Legislation to take the sting from no-fault demotions is not going to make it through the House this year. It will be late spring or early summer (1978) before the job protection bill can become law. Meanwhile, many U.S. workers will go under the grade-cutting knife thanks to reorganization, or the discovery that their jobs (through no fault fault of their own) are overgraded. (Estimates of the number of "overgraded" workers range from 50,060 to 150,000).

Nobody knows yet what the casualty figures will be from the current epidemic of reorganization that has struck most Carter cabinet officers, giving full employment only to the people who makes charts, press releases and organizational tables.

In addition to demotions resulting from the discovery of old job classification errors, many workers will be demoted as a result of "realignments" in their agencies. Federal officials don't use the term "reorganization," since President Carter promised nobody would be hurt as a result of a reorganization. But "realignments" are not covered by that oft-repeated presidential promise, apparently, so thousands are being "realigned" downward.

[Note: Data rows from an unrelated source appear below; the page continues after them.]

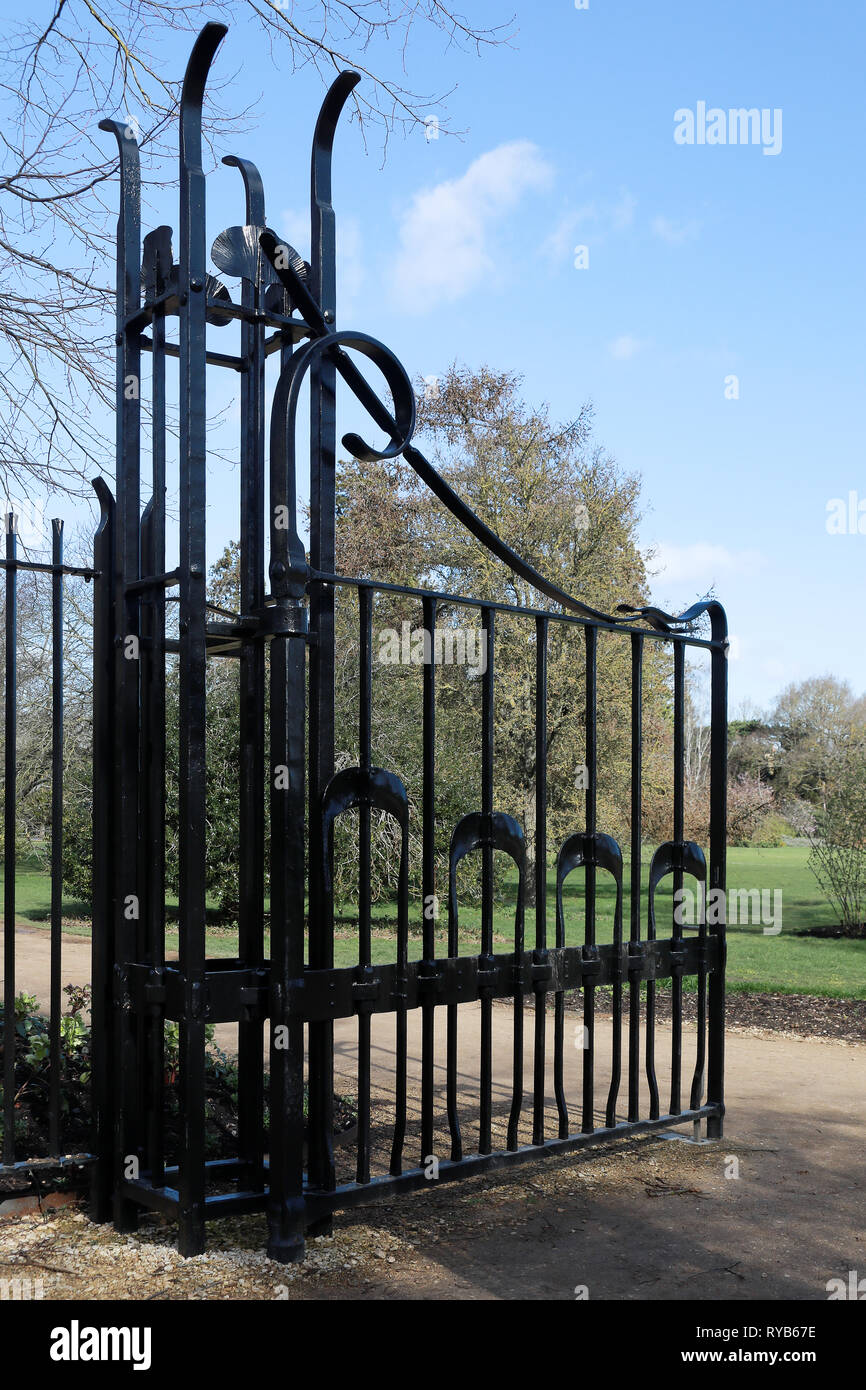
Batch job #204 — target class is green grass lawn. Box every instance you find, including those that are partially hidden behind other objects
[8,845,866,999]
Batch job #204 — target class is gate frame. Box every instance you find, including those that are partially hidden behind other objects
[86,24,727,1261]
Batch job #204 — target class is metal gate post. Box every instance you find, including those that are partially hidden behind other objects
[706,603,727,1138]
[90,478,114,1222]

At the moment "realigments" are taking place at Commerce, the Defense Department and even in the Central Intelligence Agency, CIA - as reported here Sept. 7 - is realigning 820 jobs out of existence, mostly at headquarters in Langley. Housing and Urban Development will chop hundreds of workers in the field and bring others, who originally had been shipped out in a decentralization exercise, back to headquarters here in Washington.

When and if legislative relief does come, it could restore pay nad grade cuts to some federal workers depending on the effective date of the bill. The plan that will be cleared by the Post Office Civil Service Committee was presented by Chairman Robert N. C. Nix (D-Pa.). It would have freeze no-fault demotion actions against employees for as long as they remained in their jobs. Once they left that job, it would be downgraded to its proper level.

The Carter administration rider to the Nix bill deals with workers affected by reorganization-related demotions. It would give employees temporary protection and half-step annual pay raises until their salaries leveled out to the lower rates for their grades.

Neither of those bills will clear the House this year - as was the original plan - and the Senate will not act until the House does. Looks as if federal workers worried about their jobs will have tolive on promises for a few more months.